Social custom often contributes to a reduced amount of interpersonal sharing. Common customs or taboos involve nudity or women baring their breasts. Our western culture tends to discourage men from talking about their feelings, and also encourages everyone to take responsibility for themselves. Being intimate with people other than those we are married to is also discouraged. However, in BDSM, being more intimate (verbally, physically, and emotionally) with others---such as at munches or during play parties is much more common than in vanilla-land. This all has ramifications for sharing.

There are two main ways to mitigate the effects of social custom:

  1. You can consciously override these learned biases, or
  2. You can move yourself into a microculture where these biases and customs are not present to the same extent. This happens, for example, when you involve yourself more with other BDSMers where different behaviours and values are the norm.

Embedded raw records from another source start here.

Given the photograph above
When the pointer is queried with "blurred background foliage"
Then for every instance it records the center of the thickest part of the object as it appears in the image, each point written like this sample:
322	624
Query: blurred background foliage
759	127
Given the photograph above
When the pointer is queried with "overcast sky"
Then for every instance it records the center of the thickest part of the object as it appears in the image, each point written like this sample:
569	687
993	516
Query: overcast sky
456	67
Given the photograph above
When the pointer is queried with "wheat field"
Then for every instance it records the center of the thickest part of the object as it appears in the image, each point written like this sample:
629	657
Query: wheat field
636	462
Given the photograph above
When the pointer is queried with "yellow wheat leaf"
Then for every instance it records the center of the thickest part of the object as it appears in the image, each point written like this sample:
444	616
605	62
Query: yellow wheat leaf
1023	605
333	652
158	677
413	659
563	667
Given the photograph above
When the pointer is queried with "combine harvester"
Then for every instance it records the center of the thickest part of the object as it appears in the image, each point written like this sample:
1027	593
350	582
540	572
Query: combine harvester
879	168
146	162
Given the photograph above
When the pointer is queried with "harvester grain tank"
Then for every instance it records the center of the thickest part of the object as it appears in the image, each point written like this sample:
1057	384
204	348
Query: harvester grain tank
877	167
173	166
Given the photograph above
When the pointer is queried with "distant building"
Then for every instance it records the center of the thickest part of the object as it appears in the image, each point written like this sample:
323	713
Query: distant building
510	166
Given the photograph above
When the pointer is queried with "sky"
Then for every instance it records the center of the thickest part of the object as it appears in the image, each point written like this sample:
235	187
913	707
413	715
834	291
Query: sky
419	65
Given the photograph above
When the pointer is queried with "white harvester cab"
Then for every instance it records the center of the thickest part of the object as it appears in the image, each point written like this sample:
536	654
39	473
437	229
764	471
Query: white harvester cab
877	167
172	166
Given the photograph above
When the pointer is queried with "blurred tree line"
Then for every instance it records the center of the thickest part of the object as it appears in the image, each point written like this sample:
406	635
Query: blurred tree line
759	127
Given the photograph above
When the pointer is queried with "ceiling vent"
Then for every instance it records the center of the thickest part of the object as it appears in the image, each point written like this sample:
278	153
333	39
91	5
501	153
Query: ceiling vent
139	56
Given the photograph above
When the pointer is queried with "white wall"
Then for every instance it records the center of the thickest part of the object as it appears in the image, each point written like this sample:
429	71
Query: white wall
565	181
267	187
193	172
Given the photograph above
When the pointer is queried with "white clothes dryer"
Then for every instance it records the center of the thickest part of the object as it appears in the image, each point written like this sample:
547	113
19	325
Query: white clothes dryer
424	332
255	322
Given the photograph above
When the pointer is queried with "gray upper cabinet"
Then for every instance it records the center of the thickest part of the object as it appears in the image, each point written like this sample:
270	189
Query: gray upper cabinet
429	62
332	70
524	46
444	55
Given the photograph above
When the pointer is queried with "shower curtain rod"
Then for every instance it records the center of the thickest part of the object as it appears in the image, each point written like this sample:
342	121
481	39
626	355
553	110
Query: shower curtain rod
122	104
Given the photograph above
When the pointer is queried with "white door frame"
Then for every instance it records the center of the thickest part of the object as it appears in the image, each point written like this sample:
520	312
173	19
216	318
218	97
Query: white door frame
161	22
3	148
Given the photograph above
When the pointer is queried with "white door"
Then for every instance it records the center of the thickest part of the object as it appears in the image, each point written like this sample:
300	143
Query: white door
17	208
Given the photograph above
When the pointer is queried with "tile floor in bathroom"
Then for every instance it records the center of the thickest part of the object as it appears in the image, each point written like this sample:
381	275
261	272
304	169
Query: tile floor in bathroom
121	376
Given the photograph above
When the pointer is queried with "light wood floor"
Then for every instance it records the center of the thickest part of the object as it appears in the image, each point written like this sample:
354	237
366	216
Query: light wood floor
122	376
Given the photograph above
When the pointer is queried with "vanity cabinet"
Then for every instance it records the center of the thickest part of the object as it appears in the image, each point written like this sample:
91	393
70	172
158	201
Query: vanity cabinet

Medical grounds also can limit sharing, though this is more commonly in a physical or physiological context. For example, it can be:

  • Not wanting to engage in some activities which risk either infecting your partner, or risk you getting infected by your partner,
  • Having an illness or some other medical or physiological condition which prevents you getting involved in some activity---such as a recent heart-lung transplant, or asthma, migraine, skin condition, missing limbs, etc.
  • Not wanting to get pregnant


Embarrassment, or an excessive focus on how other people will see you or think about you, is another thing which can block sharing and intimacy. This can be due to a strongly conservative upbringing or the views of your peers which make what you do BDSM-wise seem like it is demeaning or that it diminishes your worth---e.g., striking a woman, kneeling at someone else's feet, eating from a dog bowl, etc.

This is tied to identity and self-worth. It is however worth noting that these same areas of embarrassment can be fertile ground to explore in humiliation scenes.

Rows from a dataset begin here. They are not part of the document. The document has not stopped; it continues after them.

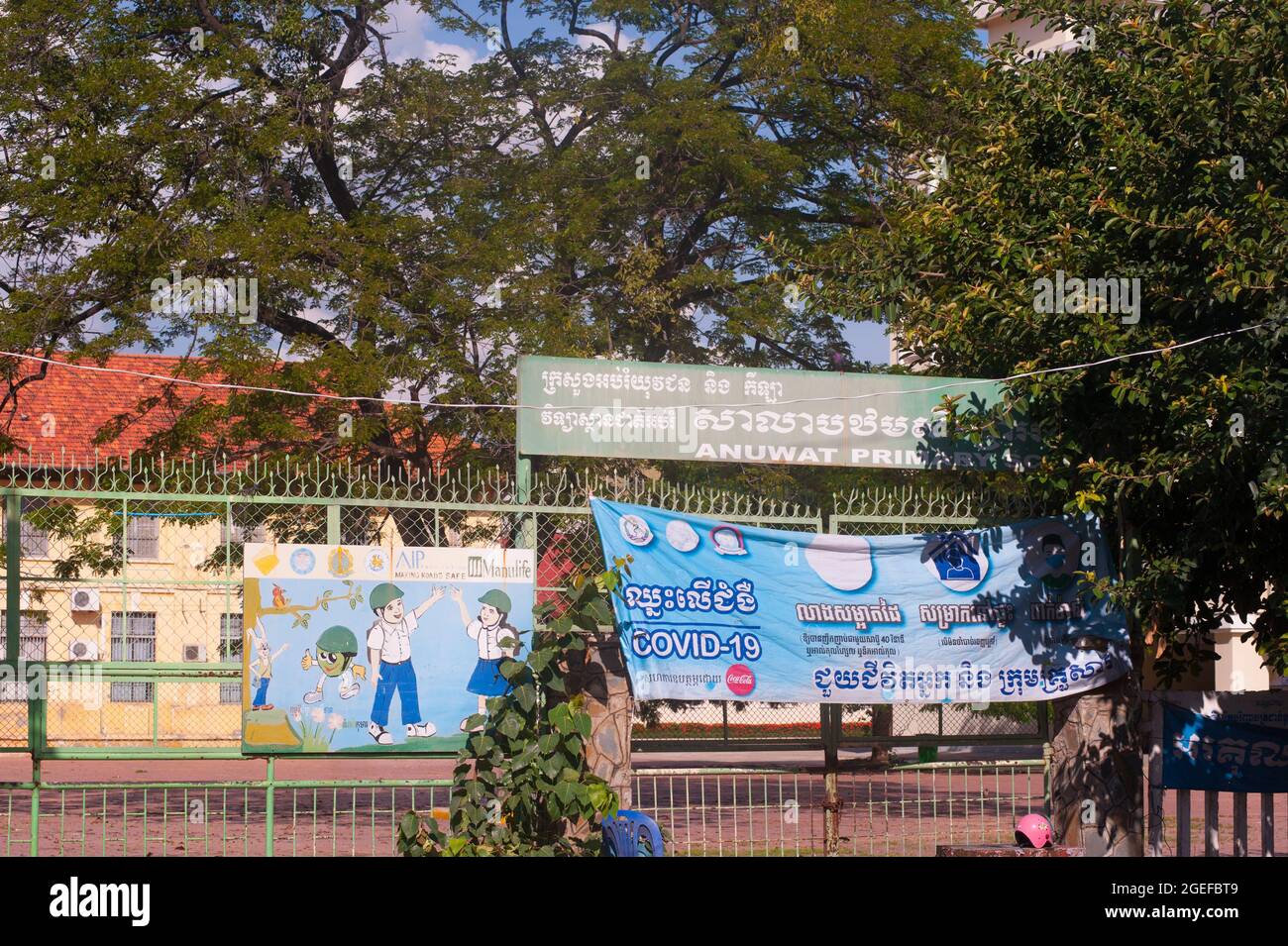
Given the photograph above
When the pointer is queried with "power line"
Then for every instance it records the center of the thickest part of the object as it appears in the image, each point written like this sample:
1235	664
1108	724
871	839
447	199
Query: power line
965	382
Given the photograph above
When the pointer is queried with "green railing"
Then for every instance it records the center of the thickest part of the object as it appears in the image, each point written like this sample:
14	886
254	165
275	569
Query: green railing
123	588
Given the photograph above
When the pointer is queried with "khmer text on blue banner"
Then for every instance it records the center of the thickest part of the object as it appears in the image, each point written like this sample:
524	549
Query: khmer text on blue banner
725	611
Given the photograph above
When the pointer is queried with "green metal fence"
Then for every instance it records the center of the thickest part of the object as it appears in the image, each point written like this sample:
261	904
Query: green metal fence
123	632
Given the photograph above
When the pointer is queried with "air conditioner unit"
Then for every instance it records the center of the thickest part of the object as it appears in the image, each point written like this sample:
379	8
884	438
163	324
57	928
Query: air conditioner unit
85	600
84	649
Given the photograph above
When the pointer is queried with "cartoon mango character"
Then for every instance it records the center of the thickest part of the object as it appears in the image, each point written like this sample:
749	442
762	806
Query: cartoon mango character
336	649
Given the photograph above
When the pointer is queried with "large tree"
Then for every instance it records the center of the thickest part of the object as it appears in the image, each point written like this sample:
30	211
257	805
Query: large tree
599	180
1155	151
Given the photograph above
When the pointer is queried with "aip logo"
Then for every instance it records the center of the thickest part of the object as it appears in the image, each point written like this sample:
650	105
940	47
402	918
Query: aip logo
739	680
957	560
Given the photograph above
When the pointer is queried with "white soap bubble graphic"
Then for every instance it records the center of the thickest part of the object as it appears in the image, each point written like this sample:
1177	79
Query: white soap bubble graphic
682	536
842	562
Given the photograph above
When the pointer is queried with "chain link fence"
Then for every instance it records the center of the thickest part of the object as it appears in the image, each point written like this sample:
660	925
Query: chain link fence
130	589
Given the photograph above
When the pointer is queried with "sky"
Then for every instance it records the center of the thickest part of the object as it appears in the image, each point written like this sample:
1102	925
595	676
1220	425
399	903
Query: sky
412	34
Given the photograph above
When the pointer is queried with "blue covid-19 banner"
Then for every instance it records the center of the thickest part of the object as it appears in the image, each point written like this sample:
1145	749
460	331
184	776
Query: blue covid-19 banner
1211	753
721	611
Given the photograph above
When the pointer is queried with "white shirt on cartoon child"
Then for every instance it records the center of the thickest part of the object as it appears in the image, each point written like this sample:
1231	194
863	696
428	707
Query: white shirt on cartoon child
489	639
393	641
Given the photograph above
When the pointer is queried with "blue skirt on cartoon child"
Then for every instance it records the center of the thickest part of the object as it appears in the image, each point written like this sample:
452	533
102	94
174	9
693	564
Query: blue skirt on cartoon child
487	680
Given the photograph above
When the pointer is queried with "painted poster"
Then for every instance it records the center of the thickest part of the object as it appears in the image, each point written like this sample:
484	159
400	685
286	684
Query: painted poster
722	611
579	407
376	649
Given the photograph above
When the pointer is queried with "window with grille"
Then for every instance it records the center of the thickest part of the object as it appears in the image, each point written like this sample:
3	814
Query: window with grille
33	639
134	640
230	639
34	542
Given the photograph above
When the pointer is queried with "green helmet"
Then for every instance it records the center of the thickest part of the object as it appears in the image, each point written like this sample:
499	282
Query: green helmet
338	640
382	593
497	598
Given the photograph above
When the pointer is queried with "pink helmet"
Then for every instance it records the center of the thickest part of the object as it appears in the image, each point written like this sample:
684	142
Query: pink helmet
1034	830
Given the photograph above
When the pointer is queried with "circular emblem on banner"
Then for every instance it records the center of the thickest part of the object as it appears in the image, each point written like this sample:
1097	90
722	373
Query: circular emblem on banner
682	536
739	680
957	560
635	530
842	562
303	562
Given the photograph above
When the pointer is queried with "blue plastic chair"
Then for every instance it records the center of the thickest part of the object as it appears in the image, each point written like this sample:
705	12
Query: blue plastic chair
631	834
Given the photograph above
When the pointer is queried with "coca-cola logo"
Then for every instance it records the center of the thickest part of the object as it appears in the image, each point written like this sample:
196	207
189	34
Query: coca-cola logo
739	680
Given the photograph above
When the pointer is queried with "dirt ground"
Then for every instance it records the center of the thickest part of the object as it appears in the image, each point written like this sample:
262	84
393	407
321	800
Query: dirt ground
774	809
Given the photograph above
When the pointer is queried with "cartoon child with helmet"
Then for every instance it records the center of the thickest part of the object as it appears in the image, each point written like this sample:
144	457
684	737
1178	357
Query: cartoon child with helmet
489	628
336	649
389	649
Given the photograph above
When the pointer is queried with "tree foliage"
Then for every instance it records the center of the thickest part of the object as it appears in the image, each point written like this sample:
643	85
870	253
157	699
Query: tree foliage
599	180
522	784
1154	152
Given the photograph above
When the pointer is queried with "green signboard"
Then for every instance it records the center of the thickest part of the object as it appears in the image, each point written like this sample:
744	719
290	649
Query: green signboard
605	408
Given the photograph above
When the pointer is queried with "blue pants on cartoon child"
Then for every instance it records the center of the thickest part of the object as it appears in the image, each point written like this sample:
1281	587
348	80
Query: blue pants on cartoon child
487	680
400	678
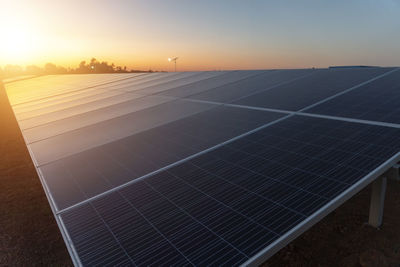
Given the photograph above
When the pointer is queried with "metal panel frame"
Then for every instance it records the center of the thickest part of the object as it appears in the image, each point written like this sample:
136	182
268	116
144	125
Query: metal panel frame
282	241
296	231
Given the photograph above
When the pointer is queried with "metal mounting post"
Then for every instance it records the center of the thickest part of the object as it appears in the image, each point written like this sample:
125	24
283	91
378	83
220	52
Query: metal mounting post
377	201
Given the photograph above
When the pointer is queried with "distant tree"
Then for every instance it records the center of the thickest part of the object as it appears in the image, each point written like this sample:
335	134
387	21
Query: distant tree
94	66
50	68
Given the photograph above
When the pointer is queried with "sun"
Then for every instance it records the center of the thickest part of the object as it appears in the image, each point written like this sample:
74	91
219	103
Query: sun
16	43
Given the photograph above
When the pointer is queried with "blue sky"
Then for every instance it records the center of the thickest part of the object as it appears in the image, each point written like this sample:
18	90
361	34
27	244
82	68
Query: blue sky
215	34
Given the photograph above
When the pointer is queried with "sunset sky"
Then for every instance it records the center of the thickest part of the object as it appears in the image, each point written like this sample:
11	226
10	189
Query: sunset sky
206	35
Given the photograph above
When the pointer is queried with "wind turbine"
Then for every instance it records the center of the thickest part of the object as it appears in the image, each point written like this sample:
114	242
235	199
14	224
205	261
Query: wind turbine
174	60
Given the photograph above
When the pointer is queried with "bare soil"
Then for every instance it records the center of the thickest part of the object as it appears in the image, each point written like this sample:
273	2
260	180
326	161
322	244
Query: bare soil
29	235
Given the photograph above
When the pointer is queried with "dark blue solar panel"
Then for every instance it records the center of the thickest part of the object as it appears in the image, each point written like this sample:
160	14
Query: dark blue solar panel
311	89
376	101
86	174
224	206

A supportive and accepting partner can be a big help with embarrassment.


A lack of confidence in self, or a perceived potential for ridicule, or a tendency to compare one's self with other tops, dominants, bottoms or submissives can inhibit someone from sharing or even in engaging in BDSM activities in the first place. Such self-doubt can also lead to avoidance.

Again, a supportive BDSM partner who accepts you and reassures you can be a great help.


Not sharing can be a form of self-defence. For the emotionally sensitive, or the socially vulnerable (such as public figures), being very careful about who knows about your BDSM predilections can be important to prevent subsequent attack. In these cases, it is mainly about preventing information from leaking out to those who may use it to either disadvantage or embarrass you, or to take advantage of you (e.g., blackmail).

Things you can do

There are things you can to assist in bonding and allowing intimacy to develop:

  • Don't be distant with your partner. Look for ways to open yourself more. Try to identify situations where you have trouble opening up and work to overcome them.
  • Your partner may consciously or unconsciously hold back because they don't trust their own feelings or reactions, or because they don't know how much they can trust you. Make an effort to earn their trust.
  • Encourage eye contact during BDSM activities. Talk and share (even if just with grunts and other noises). Your partner needs to feel that they are having their powerful experience WITH you. If they feel they're having it on their own then it's not going to feel anywhere near as intimate, nor is it going to contribute as much to any bonding. Eye contact, talk, and noises help you and your partner feel that you're in this together.